Cardiogenic shock complicating inferior MI — suspect right ventricular infarction. NTG and diuretics drop preload further and can cause cardiac arrest. Identify early; alert receiving hospital.
Cardiac Tamponade
- Beck's Triad: hypotension + JVD + muffled (distant) heart sounds
- Pulsus paradoxus: SBP drops >10 mmHg with inspiration
- Tachycardia (compensatory)
- Narrow pulse pressure
- Dyspnea; anxiety; pallor
- Electrical alternans on ECG (alternating QRS height — swinging heart)
vs. Tension pneumothorax: Both cause JVD and hypotension (obstructive shock). Tamponade has muffled heart sounds with equal bilateral breath sounds. Tension PTX has unilateral absent breath sounds and tracheal deviation (late). Mechanism guides the differential: penetrating chest trauma vs. spontaneous.
Electrical alternans + refractory hypotension = immediate pericardiocentesis required. During cardiac arrest from tamponade, pericardiocentesis is the resuscitative intervention — CPR alone is ineffective.
Aortic Dissection
- Sudden, severe tearing or ripping chest pain radiating to the back (between shoulder blades)
- Unequal blood pressures arm-to-arm (>20 mmHg difference)
- Pulse deficits in extremities
- Syncope; neurological deficits (if carotids involved)
- Hypertensive history; Marfan syndrome risk factor
- Pain maximal at onset (vs. MI which builds)
vs. STEMI: Dissection pain is tearing/ripping, maximal at onset, and radiates to the back. MI pain is pressure/squeezing and builds over minutes. Critical distinction: thrombolytics are absolutely contraindicated in aortic dissection and can be fatal.
Proximal (Type A) dissection involving the coronary arteries can produce an inferior STEMI picture. Giving thrombolytics to a dissection patient can cause exsanguination. Unequal arm BPs + tearing back pain = dissection first.
Cardiac Arrest — Presenting Rhythms
- VF: coarse irregular waves, no organized P/QRS/T — shockable
- Pulseless VT (pVT): wide QRS tachycardia without palpable pulse — shockable
- Asystole: flat line or minimal electrical activity — non-shockable
- PEA: organized rhythm on monitor with no palpable pulse — non-shockable
- All: unresponsive, apneic or agonal breathing, no pulse
- PEA: search for reversible H's and T's (Hypovolemia, Hypoxia, Tension PTX, Tamponade, Toxins, Thrombosis)
Shockable (VF/pVT) vs. non-shockable (asystole/PEA) determines whether defibrillation is indicated.
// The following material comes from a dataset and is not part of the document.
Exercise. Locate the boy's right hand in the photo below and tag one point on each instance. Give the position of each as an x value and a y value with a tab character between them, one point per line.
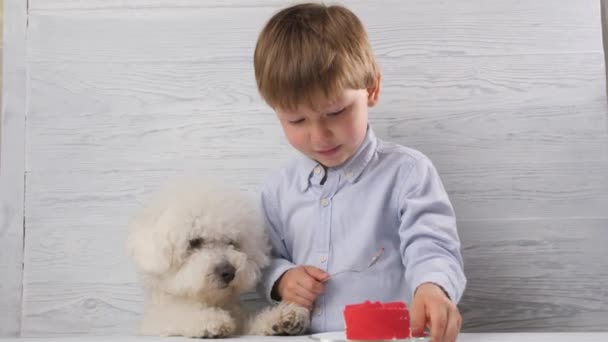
301	285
Defibrillating asystole does NOT help and wastes time. Confirm asystole in two leads before withholding a shock.
Fine VF can look like asystole on low gain. Always check at least 2 leads at adequate gain before calling asystole and withholding defibrillation. A single shock to fine VF can convert it to a perfusing rhythm.